Not getting all caught up in being stupid and reactive is a huge responsibility. And not everyone wants to hand “the people” the type of responsibility that staying free entails.
Freedom at scale requires some surrendering of responsibility to others. We outsource what we can’t possibly know to people we trust. It’s clear some of us have forgotten how to trust. And who can blame us. Institutions rise and fall. Priests, Lords and Kings fell to the people.
We then promptly built up new ways to assign authority. For a while we trusted academics, reporters and politicians. Perhaps a few celebrities and billionaire entrepreneurs retain some authority now. I honestly don’t know. The lone man with his own opinion can scarcely compete.

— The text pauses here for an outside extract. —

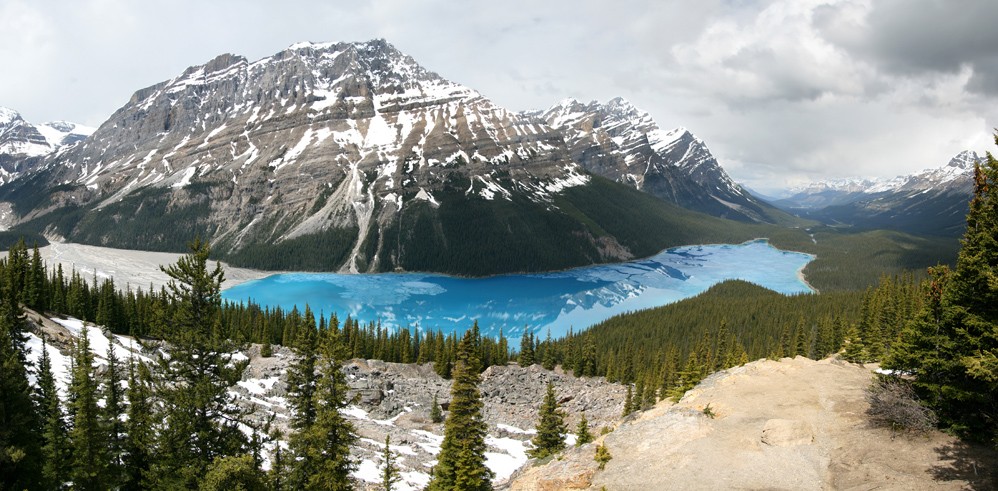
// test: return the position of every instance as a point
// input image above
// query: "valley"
(331, 267)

I’m not sure if there was ever a time when an individual could have a “good bead” on reality. The mythos of the American post World War 2 GI Bill educated mass media literate Baby Boomers sure thought they had a grasp on reality. Being directionally correct about Vietnam and Nixon helped I’m sure.

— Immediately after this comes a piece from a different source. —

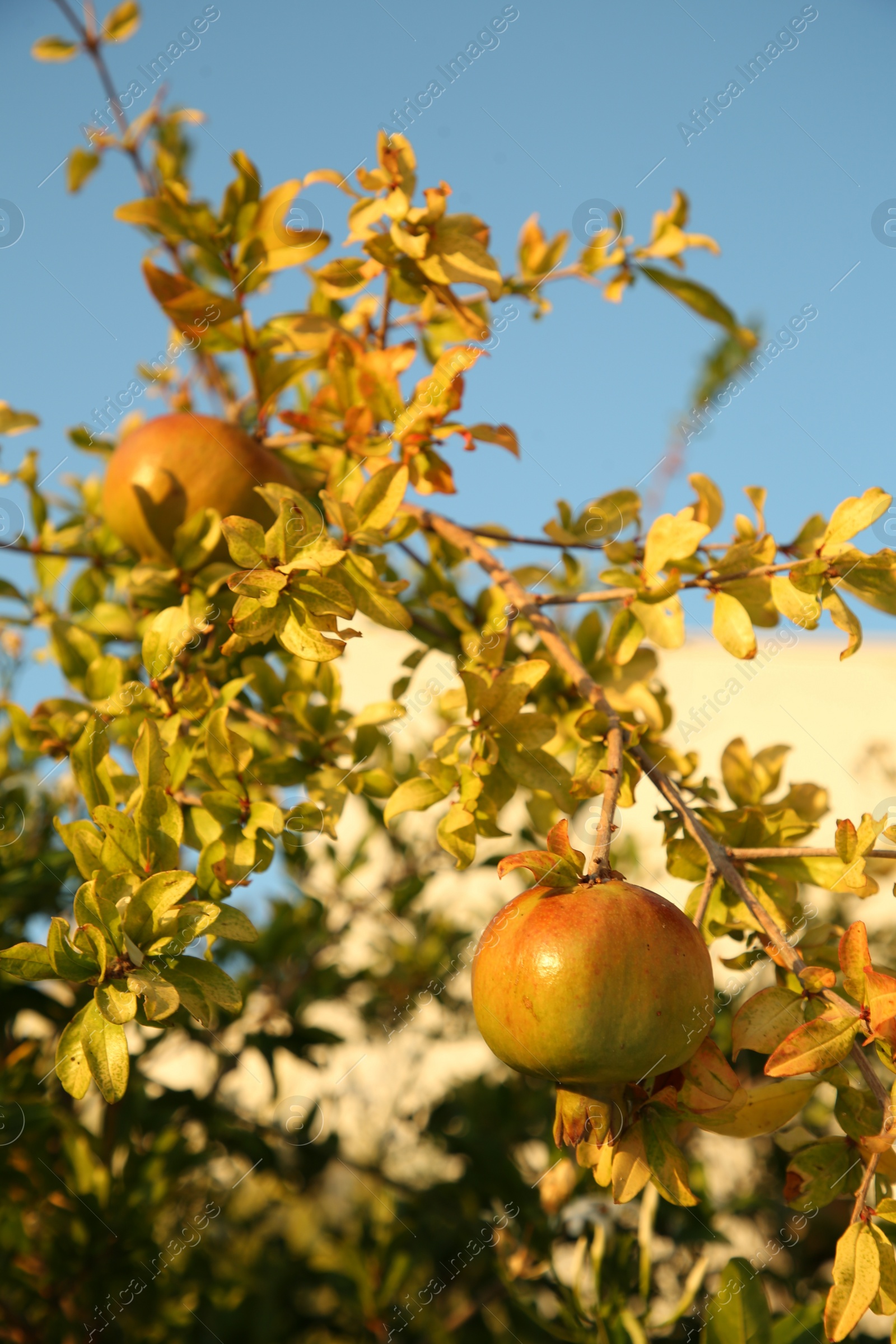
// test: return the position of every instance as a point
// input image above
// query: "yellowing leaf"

That’s the fantasy I miss most from my childhood. I read “Manufacturing Consent,” Howard Zinn and AdBusters. I thought it was possible to see around the machine. Maybe and I are both Noam Chomsky kind of simple minded. At least now I’m only certain that I’m part of the machine. Perhaps there was never any separation from it.
Human males form cooperative groups that compete against out-groups, while human females exclude other females in their quest to find mates, female family members to invest in their children, and keep their own hearts ticking. In the process, Benenson turns upside down the familiar wisdom that women are more sociable than men and that men are more competitive than women.
If women worry more about competing for resources than men because their social competitions are zero sum (versus men who must be more cooperative for group defense) than I can see how if you get to fear being a driver of inferiority. If you are struggling with poverty or resource constraint you might be living in fear. It’s hard to imagine that there are infinite games. Maybe too many of us can’t see beyond limited zero sum “us versus them” resources competitions.
When I grew up young women experienced rather pervasive fear and shame on becoming pregnant. Now we see more women convinced to pull back from the risk of children entirely.
What I can’t quite square in these theories is how much actual resource constraints play into this versus the subjective differences in resources we see in our social groups. Is it all a comparison game?
You may be doing objectively better than any of your ancestors but still feel inadequate next to a lavish Instagram feed of an influencer. If you don’t think you can live up to the high standards of parenting required in American life maybe you’d worry yourself into a smaller family.
Or as many are choosing you’d worry yourself into no children at all. Last week the Surgeon General said Americans were in a crisis of parental stress. Who wants that? I’d say that women should worry less but if our biology says “only the paranoid survive” the future of humanity will take more than just our evolutionary instincts. We need to want to live.